People often slowly begin to remember:
- What it feels like to rest without experiencing deep guilt
- What it means to want something without needing to immediately justify
- How it feels to be emotionally present in the here and now rather than simply performing for others to see
- The capacity to truly feel real emotions — sadness, anger, joy, or longing — without fear
These experiences are not new. They are familiar to us in a deep, embodied way — as if something long forgotten is slowly returning. Like a reverie that is brought to light.
The Role of the Therapeutic Relationship
This process of slow but steady remembering rarely happens in isolation. It will always emerge within a strong therapeutic relationship where emotions can be experienced safely, verbalised openly, and processed in real time.
The therapeutic relationship offers something many people have lacked in everyday life: consistent attention, focused interest on the true self, emotional responsiveness, and most importantly — the full experience of psychological safety. Within this safely created space, individuals can experiment with being more direct, honest, and visibly vulnerable, and therefore more alive.
Over a longer period, the therapist does not fix the client in the traditional sense — they witness, allow, contain, and support the re-emergence of real emotional truth.
Why Insight Alone Is Not Enough
Many people understand themselves intellectually long before they feel any different. Thoughtful and rational insight can explain patterns, but it cannot replace real emotional experience.
Remembering in psychotherapy occurs not through explanation, but through re-lived emotional moments — feeling understood when disclosing, expressing anger safely, tolerating emotional closeness, or allowing grief to surface and be fully experienced.
These experiences gradually reshape, reorganise, and rebuild the internal world. They remind the psyche of significant mental and emotional capacities that were always there, but long under-recognised and unused.
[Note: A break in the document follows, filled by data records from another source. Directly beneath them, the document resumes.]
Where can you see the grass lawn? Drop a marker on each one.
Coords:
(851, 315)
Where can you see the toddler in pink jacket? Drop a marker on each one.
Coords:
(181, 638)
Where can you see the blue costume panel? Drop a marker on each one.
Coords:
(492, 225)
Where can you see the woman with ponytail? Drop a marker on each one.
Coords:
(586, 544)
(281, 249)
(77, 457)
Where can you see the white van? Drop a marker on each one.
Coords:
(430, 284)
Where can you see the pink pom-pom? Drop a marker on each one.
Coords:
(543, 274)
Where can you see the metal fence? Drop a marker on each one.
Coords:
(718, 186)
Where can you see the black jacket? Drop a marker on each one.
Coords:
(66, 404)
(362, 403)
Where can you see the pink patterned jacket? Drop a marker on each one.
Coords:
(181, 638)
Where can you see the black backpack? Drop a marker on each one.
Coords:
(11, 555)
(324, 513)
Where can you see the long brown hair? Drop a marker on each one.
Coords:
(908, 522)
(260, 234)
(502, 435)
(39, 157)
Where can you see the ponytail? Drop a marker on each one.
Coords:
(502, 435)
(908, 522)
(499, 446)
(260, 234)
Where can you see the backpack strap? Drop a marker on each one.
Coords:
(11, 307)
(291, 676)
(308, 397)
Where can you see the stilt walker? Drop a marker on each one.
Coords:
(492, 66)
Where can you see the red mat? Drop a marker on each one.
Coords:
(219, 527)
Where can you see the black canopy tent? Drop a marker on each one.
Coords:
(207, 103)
Therapy as a Space to Become Whole
Modern life, and the way we allow it to affect our everyday existence, encourages fragmentation. We are pulled towards high levels of productivity, great efficiency, and constant mental and physical stimulation. Emotional depth, experience of others, and inner coherence are frequently sacrificed in the process.
Psychotherapy offers something countercultural: slowness, reflection, bonding instead of distance, and permanent emotional continuity. It allows people to gather parts of themselves that were split off to cope with everyday pressures.
Psychotherapy as a treatment is not about becoming someone new. It is about becoming more fully aware of oneself and who we truly are as human beings.
Remembering in a Culture Obsessed With Fixing
In a world focused on constant 24/7 optimisation and continuous self-improvement, remembering can feel unfamiliar, even unsettling. Almost as if we are doing something we were not supposed to — making us feel like a naughty child. It requires long-term patience, deep compassion, unlimited understanding, and great tolerance for complexity.
Yet remembering in therapy restores something truly essential: a sense of inner personal continuity, real meaning, and full awareness of self-recognition.
People often discover during this journey that what they were searching for was never really missing — it was simply deeply hidden beneath years of adaptation.
Conclusion
Psychotherapy today is focused less on fixing what is broken inside and more on remembering what was lost, forgotten, or never allowed to fully develop, grow, and exist.
It is a process of returning — a journey that leads to emotional truth, a healthier inner life, and a sense of self that feels creative, talented, real, and alive.
By doing so in therapy, by remembering and recollecting, people do not become perfect or pain-free. They become more present, more integrated, and more at home within themselves — which, for many, is the deepest and most rewarding form of healing available.